The room was silent as a tomb as Flang left.
“If anyone else believes their judgment is better than mine, or that following orders is optional, there’s the door.” She waited two beats, let the silence hum. “Now, we’re going to go over every step of this clusterfuck from every angle, then we’ll outline, streamline, ref
ine and re-refine the op for tomorrow.
“Feeney. Security.”
21
WELL INTO THE EVENING, WITH EVERY POSSIBLE contingency addressed, dissected, and readdressed, Eve walked through the doors of home with Roarke.
Summerset, looming as usual, cocked an eyebrow. “I see you’ve had your monthly facial, Lieutenant.”
“Trina will be here tomorrow. Maybe she can decorpse yours.”
Eve scowled her way up the steps. “Damn it, that was weak. His was better. His was good. Just one more thing to be pissed about.”
“I’m surprised you have the energy to bicker. I want an hour in the whirlpool.”
She rolled her tense shoulders, and winced as the movement sent something new throbbing. “That sounds good. I’ve got aches making themselves known all over.”
“Start the tub, why don’t you, and we’ll both have a whirl. I’m getting us both a very big glass of wine.”
“We covered it all.” She went into the bathroom to order on the water, the temperature. As the wide scoop of tub began to fill, she went over the steps and stages of tomorrow’s operation.
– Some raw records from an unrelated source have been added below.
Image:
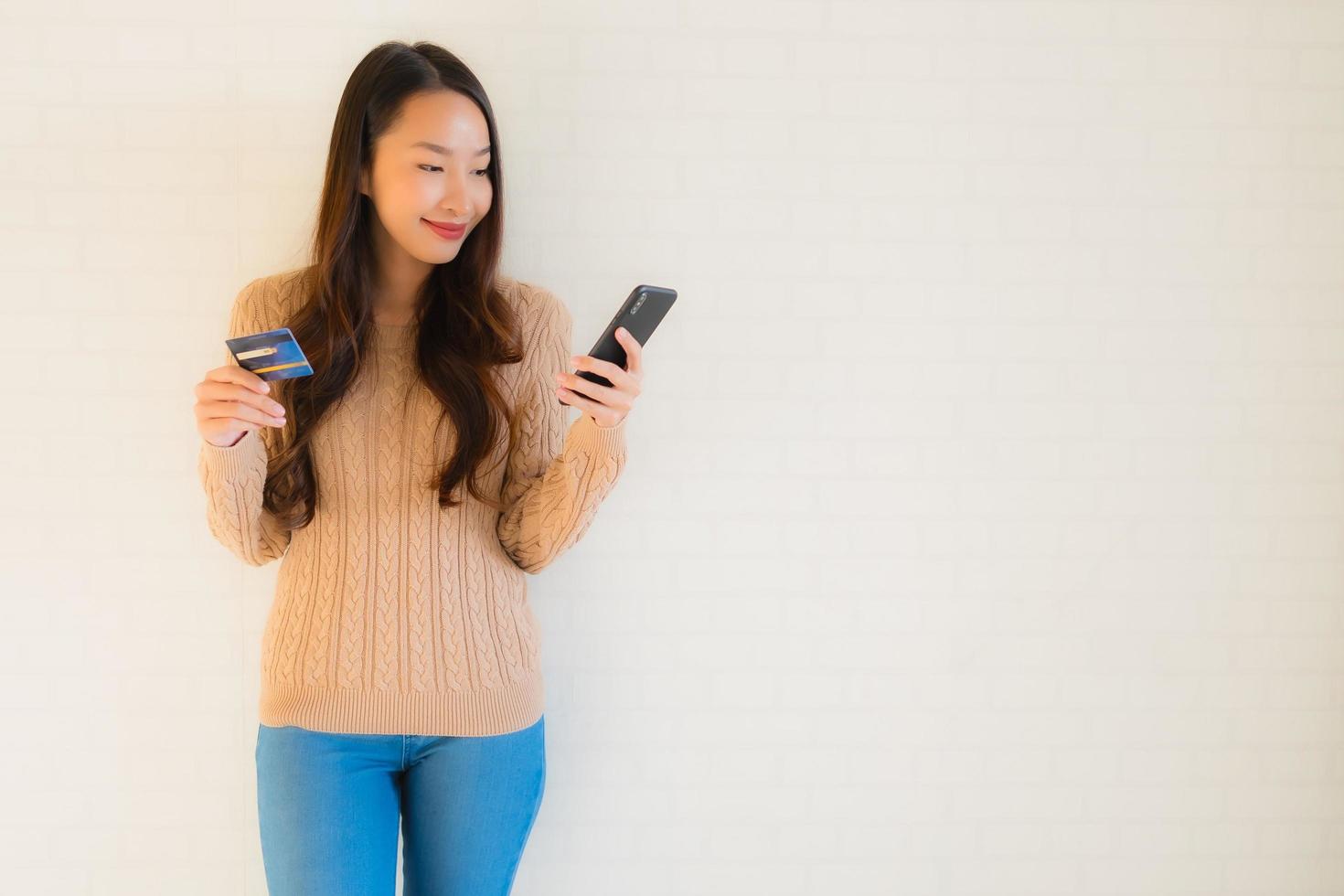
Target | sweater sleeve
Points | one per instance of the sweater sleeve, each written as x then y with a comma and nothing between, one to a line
233,477
555,477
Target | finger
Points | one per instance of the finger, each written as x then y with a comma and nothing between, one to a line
634,351
586,404
234,374
608,369
603,394
238,411
240,394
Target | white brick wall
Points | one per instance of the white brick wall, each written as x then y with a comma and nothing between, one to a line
984,523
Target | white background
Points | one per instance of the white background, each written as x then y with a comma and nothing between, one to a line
983,529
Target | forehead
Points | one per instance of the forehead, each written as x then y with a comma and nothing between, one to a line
445,120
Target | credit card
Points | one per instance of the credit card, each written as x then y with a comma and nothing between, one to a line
273,355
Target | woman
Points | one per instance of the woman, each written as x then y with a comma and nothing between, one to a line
409,484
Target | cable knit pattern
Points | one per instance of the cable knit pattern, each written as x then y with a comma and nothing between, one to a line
391,614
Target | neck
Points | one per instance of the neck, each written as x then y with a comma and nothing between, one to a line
400,280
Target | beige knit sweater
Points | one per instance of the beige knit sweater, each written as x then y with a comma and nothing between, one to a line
392,615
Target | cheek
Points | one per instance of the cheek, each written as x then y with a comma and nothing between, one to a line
483,197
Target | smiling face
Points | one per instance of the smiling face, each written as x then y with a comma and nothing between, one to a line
429,168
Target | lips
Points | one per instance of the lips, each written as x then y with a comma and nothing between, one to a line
446,232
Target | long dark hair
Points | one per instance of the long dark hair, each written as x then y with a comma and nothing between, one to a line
465,324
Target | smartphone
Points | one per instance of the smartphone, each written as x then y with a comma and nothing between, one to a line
640,314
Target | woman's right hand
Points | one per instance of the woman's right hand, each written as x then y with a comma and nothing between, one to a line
230,402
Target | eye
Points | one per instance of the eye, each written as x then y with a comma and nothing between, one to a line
480,172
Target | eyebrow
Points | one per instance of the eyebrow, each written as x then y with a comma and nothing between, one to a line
441,151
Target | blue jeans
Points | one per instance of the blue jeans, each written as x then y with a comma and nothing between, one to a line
329,806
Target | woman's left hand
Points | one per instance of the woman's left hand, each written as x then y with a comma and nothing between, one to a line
606,404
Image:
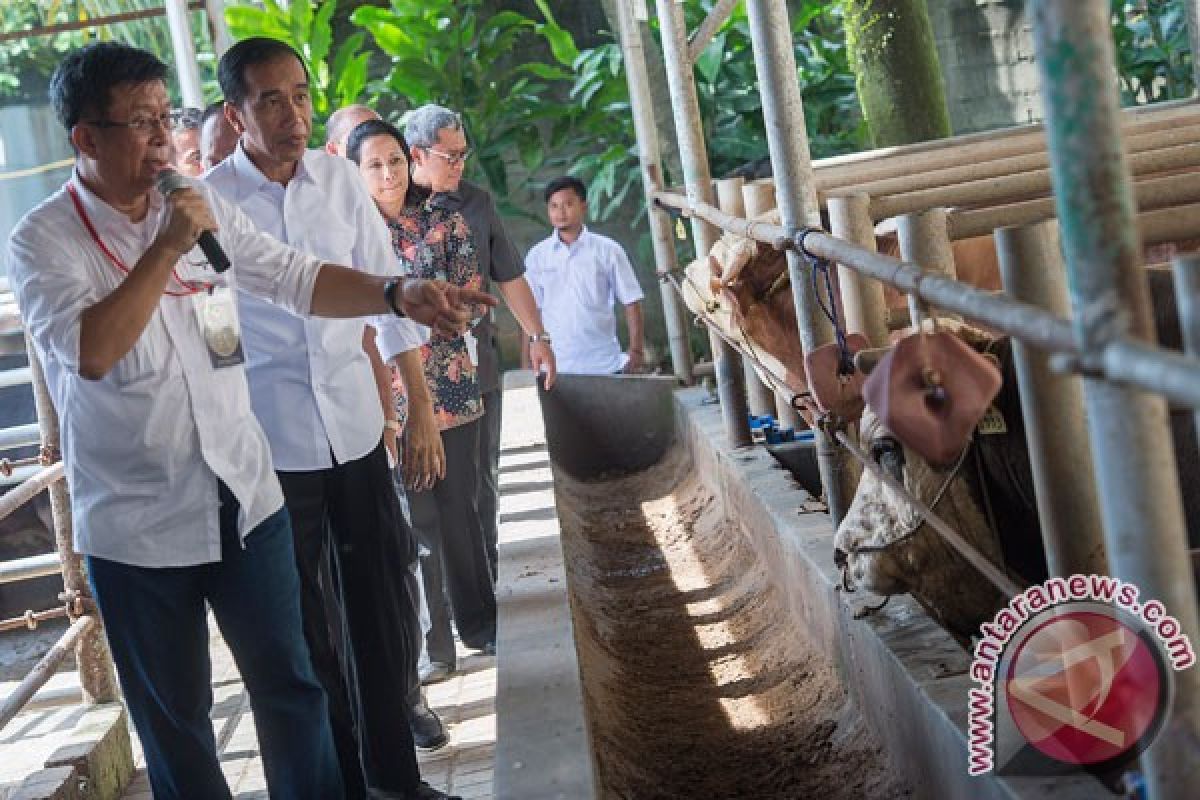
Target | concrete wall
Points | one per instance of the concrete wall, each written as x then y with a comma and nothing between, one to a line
987,53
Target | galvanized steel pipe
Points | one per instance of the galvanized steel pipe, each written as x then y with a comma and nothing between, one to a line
1053,409
685,109
1138,485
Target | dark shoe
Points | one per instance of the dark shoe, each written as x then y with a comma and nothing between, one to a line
427,729
426,792
435,673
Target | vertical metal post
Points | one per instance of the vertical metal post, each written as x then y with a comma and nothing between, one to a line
771,32
759,397
95,663
760,198
925,242
1139,487
652,174
1053,408
1187,301
867,312
221,38
685,109
185,53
“I can’t think of anything we left out. It’s a smaller space, more controlled. No excess civilians. As long as Mrs. Mimoto holds her own, just long enough to get him inside . . . Better, better for the case if he drops the mickey, but we can take him before that if she looks shaky. We have enough.”
Today’s botch, he thought, had shaken her confidence, had her second-guessing. “Put it aside for a bit. You’ll overthink it.” He came in with two glasses of wine—very large.
“The contingency op was always the better scenario. I wanted to take him today, shut him down, but . . .” Her mouth dropped open when Roarke shed his shirt. “Holy shit. I didn’t know you got hit.”
“Mmm.” He glanced at the mirror, and the symphony of bruises along his ribs. “My second favorite face avoided any violent contact, but a good deal of the rest of me feels like it’s been ten rounds with the champ, and the worse for it. It was a bloody madhouse in there.”